Welcome to your

WEEKLY HIGH PROTEIN RECIPE

Baked Chicken Parmesan Pasta

High Protein: Ground chicken, cottage cheese, and mozzarella cheese contribute to a high protein content, which is great for muscle repair and growth.

Balanced Meal: This dish combines lean protein with vegetables and whole grains, making it a balanced and filling meal.

 

Ingredients:

  • 12 oz (340 g) Rotini, Fusilli or Penne pasta (Gluten Free,Protein+, or Italian Imported recommended)

  • 1 lb (450 g) ground chicken

  • 1 can (15 oz) diced tomatoes

  • 1 can (15 oz) cannellini beans (drained and rinsed)

  • 2 tbsp olive oil

  • 3 cloves garlic (minced)

  • 1 cup shredded mozzarella cheese

  • 1 cup cottage cheese

  • 1/2 cup grated Parmesan cheese

  • 1 tsp dried oregano

  • 1 tsp dried basil

  • Salt and black pepper to taste

  • Fresh basil leaves (for garnish, optional)

Instructions:

  1. Cook the Pasta:

    • Preheat your oven to 375°F (190°C).

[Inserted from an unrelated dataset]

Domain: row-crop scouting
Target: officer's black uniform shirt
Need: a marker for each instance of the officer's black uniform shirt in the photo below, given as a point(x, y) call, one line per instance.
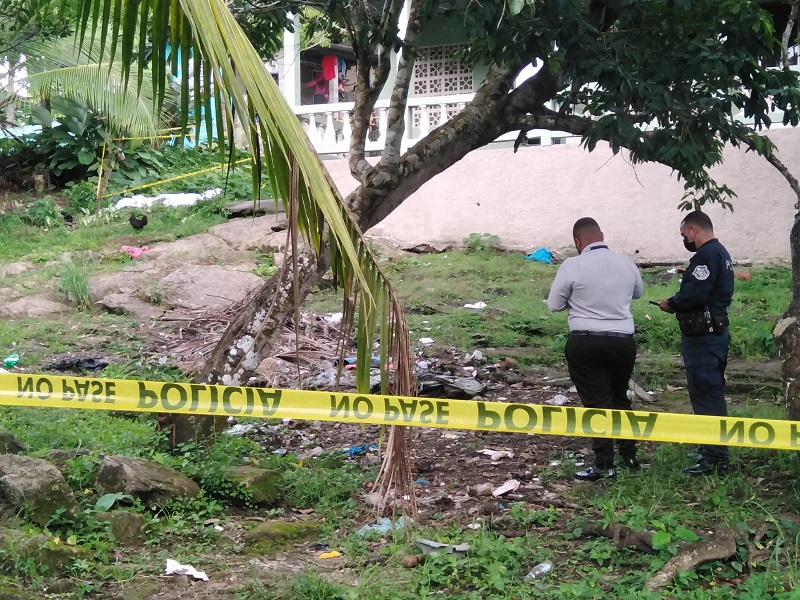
point(708, 281)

    • Cook the pasta according to the package instructions until al dente. Drain and set aside.

  2. Prepare the Chicken Mixture:

    • Heat the olive oil in a large skillet over medium heat.

    • Add the minced garlic and sauté for 1 minute until fragrant.

    • Add the ground chicken to the skillet, breaking it apart with a spoon, and cook until browned and cooked through, about 5-7 minutes.

    • Season with salt, pepper, dried oregano, and dried basil.

    • Stir in the diced tomatoes and cannellini beans. Simmer for 5 minutes to let the flavors meld together.

  3. Combine Pasta and Sauce:

    • In a large mixing bowl, combine the cooked pasta with the chicken and tomato mixture.

    • Add the cottage cheese and mix until well combined.

  4. Assemble the Bake:

    • Transfer the pasta mixture to a baking dish.

    • Sprinkle shredded mozzarella cheese and grated Parmesan cheese evenly over the top.

  5. Bake:

    • Bake in the preheated oven for 20 minutes, or until the cheese is melted and bubbly.

  6. Garnish and Serve:

    • Let the pasta bake cool for a few minutes.

    • Garnish with fresh basil leaves if desired.

Nutritional Information :

  • Calories: ~400-450

  • Protein: ~30-35 grams

  • Carbohydrates: ~35-40 grams

  • Fat: ~15-18 grams

Tips for Success:

  • Extra Veggies: You can add some spinach or zucchini to the chicken mixture for added nutrition.

  • For a Spicier Kick: Add a pinch of red pepper flakes to the chicken mixture.

Enjoy your Baked Chicken Parmesan Pasta!